Confection du trousseau de mariage. Relations avec les écoliers et les autres institutrices de l’école. Aménagement du domicile conjugal. Préparation religieuse au rôle d’ « épouse ». Les lettres de Suzanne donnent à voir une époque, des rôles, des rêves et des injonctions de genre.
De cette découverte, s’en sont suivies de nombreuses interrogations dont s’est saisie Maxine Weber (AKA l’axe genre) : Qui est Suzanne ? Est-elle encore en vie ? Dans quelle mesure ses lettres peuvent-elles apporter un éclairage nouveau sur les relations conjugales au milieu du XXe siècle, sur le statut des institutrices en Belgique (profession exercée par Suzanne), ainsi que sur la façon d’analyser, en sociologues, des corpus de correspondance à l’aune de questions de genre ?
Alors que les frontières sont fermées et les déplacements limités, nous avons eu à repenser nos méthodes d’enquête. Durant l’année 2020-2021, les lettres de Suzanne ont ainsi fait l’objet d’un double traitement, à la fois quantitatif par l’analyse textuelle des lettres, et qualitatif par l’analyse génétique des lettres, l’analyse de la presse belge, et une enquête qui, à l’image du feuilleton de Clara Beaudoux (2016), utilise les réseaux sociaux pour relayer et tenter de retrouver l’entourage de la destinataire.
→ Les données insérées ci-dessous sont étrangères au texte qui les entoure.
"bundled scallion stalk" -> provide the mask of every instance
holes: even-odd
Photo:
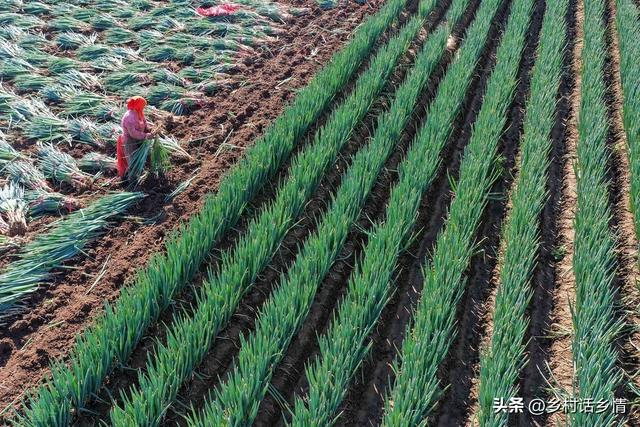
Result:
[[[166,44],[154,45],[145,54],[153,62],[181,61],[182,51]]]
[[[131,156],[127,178],[130,182],[137,184],[142,182],[146,176],[144,168],[147,164],[147,159],[149,159],[149,166],[153,173],[157,175],[164,174],[171,167],[171,154],[187,158],[191,157],[173,137],[161,136],[153,140],[143,141]]]
[[[27,231],[27,203],[24,189],[13,182],[0,188],[0,213],[7,219],[9,236],[21,236]]]
[[[49,44],[49,40],[44,33],[39,32],[35,34],[25,34],[18,40],[18,46],[25,50],[42,52],[42,50]],[[47,55],[52,56],[52,55]]]
[[[149,50],[164,41],[164,34],[157,30],[140,31],[140,49]]]
[[[131,156],[129,169],[127,169],[127,179],[129,182],[139,184],[147,176],[144,168],[147,164],[147,159],[152,152],[153,146],[158,145],[156,144],[156,141],[157,139],[142,141],[138,149]],[[158,156],[156,155],[156,157]]]
[[[30,117],[24,126],[24,134],[28,139],[38,142],[54,144],[71,142],[69,122],[53,113]]]
[[[127,46],[115,46],[111,50],[113,56],[129,61],[141,60],[140,51]]]
[[[152,105],[159,105],[163,101],[177,101],[187,95],[187,90],[180,86],[158,83],[149,89],[147,100]]]
[[[123,0],[98,0],[92,3],[95,4],[95,7],[100,9],[101,12],[110,14],[116,13],[122,9],[131,9],[131,6]]]
[[[113,19],[111,15],[104,14],[104,13],[101,13],[100,15],[91,19],[91,26],[96,31],[103,31],[103,30],[109,31],[112,28],[119,28],[117,25],[118,25],[118,22],[115,19]],[[109,41],[109,43],[111,42]]]
[[[191,158],[191,155],[187,153],[184,148],[182,148],[180,142],[178,142],[175,137],[169,135],[161,135],[157,139],[158,143],[162,145],[162,147],[164,147],[167,152],[178,157],[183,157],[185,159]]]
[[[6,3],[13,3],[13,1],[9,0]],[[8,12],[8,13],[0,13],[0,24],[2,25],[11,24],[11,25],[18,26],[17,23],[20,19],[20,15],[15,13],[15,11],[19,10],[20,6],[9,6],[10,8],[7,8],[6,3],[3,3],[3,5],[0,6],[0,11]]]
[[[0,12],[17,12],[22,8],[22,0],[5,0],[0,3]],[[3,15],[5,15],[3,13]],[[15,15],[15,13],[6,13],[6,15]],[[4,24],[5,22],[0,22]]]
[[[91,116],[111,118],[117,111],[117,106],[109,102],[109,98],[93,92],[80,92],[63,102],[66,116]]]
[[[2,6],[0,6],[0,8],[1,7]],[[7,23],[2,23],[2,25],[0,25],[0,38],[17,41],[23,36],[24,30],[20,27]]]
[[[22,58],[24,50],[8,40],[0,40],[0,59]]]
[[[153,141],[151,152],[149,153],[149,163],[151,171],[156,174],[163,174],[171,167],[170,151],[158,138]]]
[[[80,202],[71,196],[42,190],[27,190],[24,198],[29,206],[29,217],[58,215],[62,212],[73,212],[80,208]]]
[[[208,92],[215,91],[215,87],[201,86]],[[160,104],[160,109],[168,111],[176,116],[183,116],[193,111],[196,107],[202,105],[203,99],[199,96],[186,96],[180,99],[168,99]]]
[[[158,20],[149,15],[134,16],[128,22],[129,28],[133,31],[148,30],[154,28],[157,24]]]
[[[158,68],[158,64],[142,60],[136,60],[127,64],[126,71],[129,73],[148,74]]]
[[[97,123],[81,117],[69,121],[69,133],[73,141],[103,147],[104,137]]]
[[[184,67],[178,72],[178,75],[194,83],[200,83],[205,80],[213,80],[216,78],[216,73],[214,71],[195,67]]]
[[[13,111],[13,103],[18,99],[18,95],[0,83],[0,119],[6,120],[10,116]]]
[[[51,61],[51,54],[42,51],[25,50],[24,57],[22,58],[29,64],[37,68],[44,68]]]
[[[65,5],[65,8],[66,7],[68,7],[68,5]],[[66,13],[68,13],[68,10]],[[55,31],[71,31],[79,33],[87,33],[91,31],[91,26],[89,24],[68,15],[59,16],[49,21],[47,26]]]
[[[109,141],[115,145],[120,134],[122,134],[120,124],[107,122],[98,125],[98,137],[101,141]]]
[[[78,161],[78,167],[86,172],[115,171],[116,159],[102,153],[87,153]]]
[[[46,102],[58,104],[66,99],[72,98],[79,92],[80,91],[74,87],[52,84],[40,89],[38,95],[40,95],[40,97],[42,97]]]
[[[92,33],[88,36],[84,34],[75,33],[73,31],[67,31],[59,34],[56,37],[56,44],[65,50],[78,49],[82,46],[91,46],[96,42],[98,35]]]
[[[101,56],[89,62],[91,68],[97,72],[121,71],[125,68],[122,58],[115,55]]]
[[[167,70],[166,68],[158,68],[151,73],[151,78],[157,82],[167,83],[176,86],[186,86],[186,80],[178,73]]]
[[[110,101],[99,104],[94,111],[94,116],[102,121],[118,120],[123,114],[122,106]]]
[[[77,8],[71,12],[71,17],[86,24],[90,23],[96,14],[96,10],[88,7]]]
[[[149,0],[132,0],[129,4],[138,10],[150,10],[154,7],[154,4]]]
[[[47,64],[47,70],[49,70],[52,74],[63,74],[72,70],[79,72],[84,67],[85,66],[82,62],[60,56],[51,57],[49,63]]]
[[[36,67],[22,58],[6,58],[0,64],[0,78],[3,80],[13,80],[17,76],[36,72]]]
[[[145,86],[141,86],[141,85],[131,85],[125,89],[123,89],[122,91],[119,92],[120,97],[127,99],[130,98],[132,96],[143,96],[145,98],[147,98],[147,101],[149,100],[148,97],[148,93],[149,93],[149,89]],[[153,105],[153,103],[149,103],[150,105]]]
[[[26,160],[14,160],[5,164],[0,169],[0,174],[31,190],[52,191],[40,169]]]
[[[27,15],[44,15],[51,11],[49,5],[39,1],[29,1],[22,5],[22,12]]]
[[[22,157],[22,154],[13,148],[11,144],[4,139],[4,135],[0,133],[0,164],[16,160],[20,157]]]
[[[38,98],[16,98],[11,102],[9,110],[9,121],[21,122],[32,120],[34,117],[46,116],[56,117],[47,105]]]
[[[21,74],[13,80],[13,86],[19,92],[36,92],[54,83],[53,78],[39,74]]]
[[[45,176],[74,187],[85,187],[90,176],[78,168],[75,159],[49,144],[38,145],[38,157]]]
[[[161,19],[155,28],[159,28],[161,31],[165,31],[165,32],[168,32],[168,31],[182,32],[186,29],[182,21],[166,16],[166,14],[164,19]]]
[[[25,13],[2,13],[0,14],[0,24],[14,25],[26,31],[42,27],[44,22],[37,16],[27,15]]]
[[[120,92],[131,85],[144,81],[144,73],[130,72],[127,70],[117,71],[107,75],[104,79],[104,87],[110,92]]]
[[[97,76],[76,69],[64,72],[58,79],[58,83],[63,86],[86,90],[102,89],[102,84]]]
[[[111,27],[105,31],[105,40],[111,44],[127,44],[138,41],[135,32],[122,27]]]

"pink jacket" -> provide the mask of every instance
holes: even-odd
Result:
[[[138,143],[145,139],[151,138],[148,132],[147,121],[143,118],[138,119],[135,111],[127,110],[122,116],[122,139],[124,146],[124,154],[127,159],[131,159],[131,155],[138,149]]]

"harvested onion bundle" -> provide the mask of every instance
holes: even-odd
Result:
[[[51,191],[42,171],[26,160],[7,163],[0,173],[6,175],[14,184],[20,184],[31,190]]]
[[[7,235],[19,236],[26,233],[27,209],[22,187],[9,182],[0,188],[0,213],[6,218]]]
[[[78,168],[75,159],[52,145],[39,145],[38,157],[44,174],[57,182],[66,182],[74,187],[84,187],[90,176]]]
[[[80,202],[71,196],[42,190],[25,191],[24,198],[29,206],[29,217],[36,218],[43,215],[62,212],[72,212],[80,208]]]

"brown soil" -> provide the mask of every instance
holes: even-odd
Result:
[[[37,384],[52,359],[64,357],[74,337],[100,313],[103,302],[113,301],[135,270],[161,250],[167,233],[215,191],[224,172],[291,101],[295,90],[380,2],[349,2],[330,11],[319,9],[313,0],[294,4],[311,12],[291,21],[275,46],[247,58],[235,82],[221,88],[200,110],[163,124],[186,142],[193,160],[177,162],[165,181],[147,183],[144,190],[149,196],[132,216],[91,245],[85,259],[69,263],[73,269],[36,292],[27,301],[32,308],[10,319],[0,331],[0,411]],[[171,203],[164,202],[173,189],[169,183],[193,175],[196,178],[185,192]]]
La journée d’étude du vendredi 11 juin 2021, qui s’est déroulée dans les locaux de l’ENS de Lyon, a été l’occasion de présenter Suzanne, à travers les méthodes d’analyse que nous avons adoptées, nos premiers résultats de recherche, et les perspectives de cette enquête sur une femme digne d’un roman flaubertien.